4) For volumes newly created based on snapshots, there are 4 possible status: available, in-use, pending, and failed. "Available" means that the volume has been created successfully, and is available for attachment. "In-use" means that the volume is currently attached to some VM instance. "pending" means that the new volume is just being created by copying data from a given snapshot, and "failed" means that the volume has been created but the system didn't successfully copy data from the given snapshot to it. Note that in "pending" and "failed" status, the volume is actually also available for attachment; the status names are just an indication of information related to the snapshot-copy operation.
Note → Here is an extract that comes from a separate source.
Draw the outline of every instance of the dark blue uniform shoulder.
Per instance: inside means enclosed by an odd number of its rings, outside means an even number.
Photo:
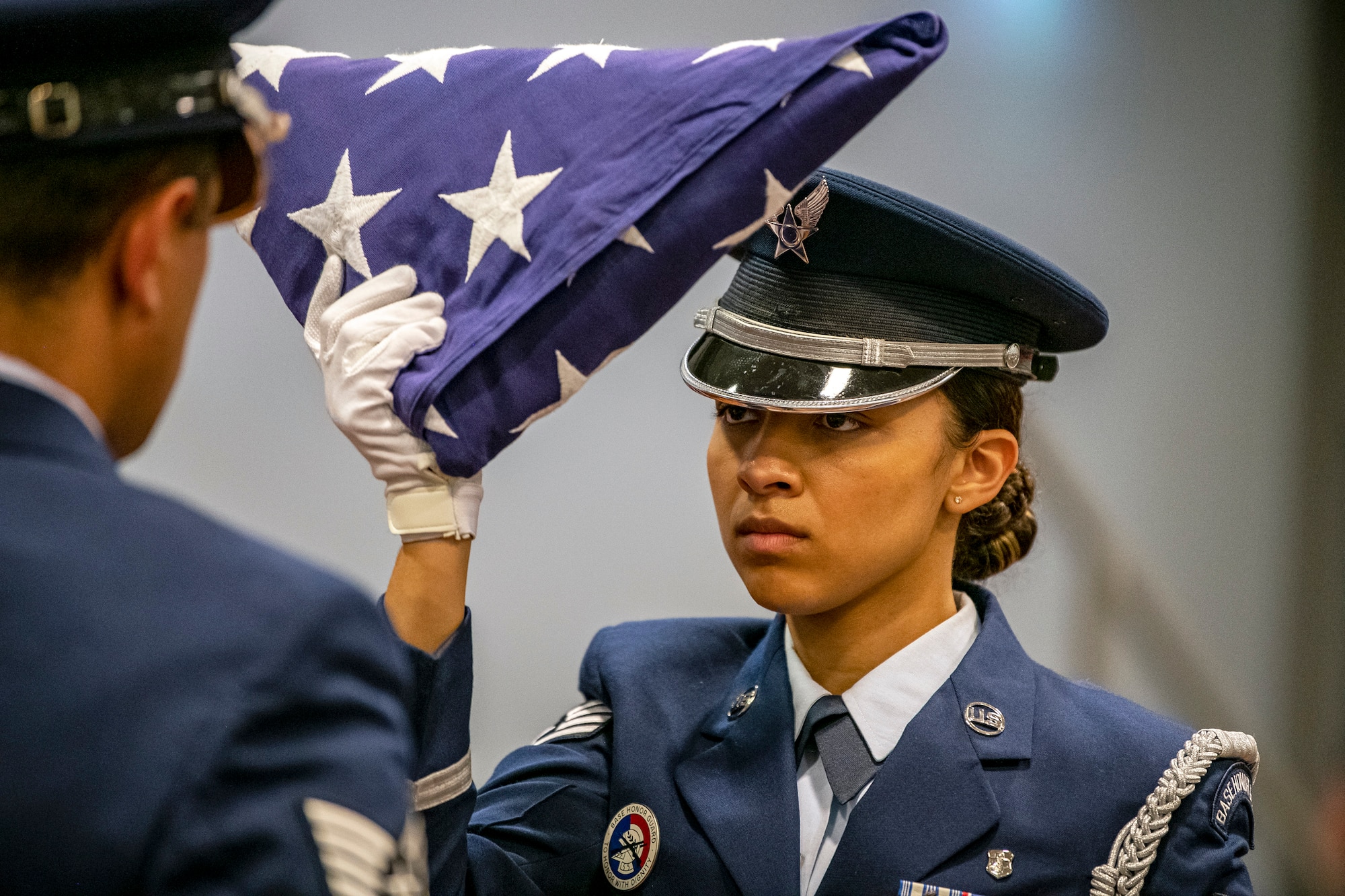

It is not recommended to attach a "pending" volume to any VM instance, because operations from the instance may corrupt the copy process and lead to incorrect information written or read.

Two problems when writing the VbsNimbusService

Man, globus is not easy to use...

I encountered these two problems when writing the VbsNimbusService web service which integrates VBS with Nimbus:

1. We are trying to deserialize a workspace epr file in the execution of the service, but it reports a "no deserializer for {http://schemas.xmlsoap.org/ws/2004/03/addressing}AttributedURI" type of error when it comes to the XML type http://schemas.xmlsoap.org/ws/2004/03/addressing:AttributedURI. The problem is that the service found no type-mapping defined for this type. I did a lot of search and finally found a tip here: http://www.globus.org/toolkit/docs/4.0/common/javawscore/developer-index.html. There is the following notes about Java WS Core based client development:

"Any program that is based on Java WS Core should contain as a first entry in its classpath the directory of the Java WS Core installation. This is to ensure that the right client-config.wsdd is used by the client. That configuration file contains important client-side information such as handlers, type mappings, etc. "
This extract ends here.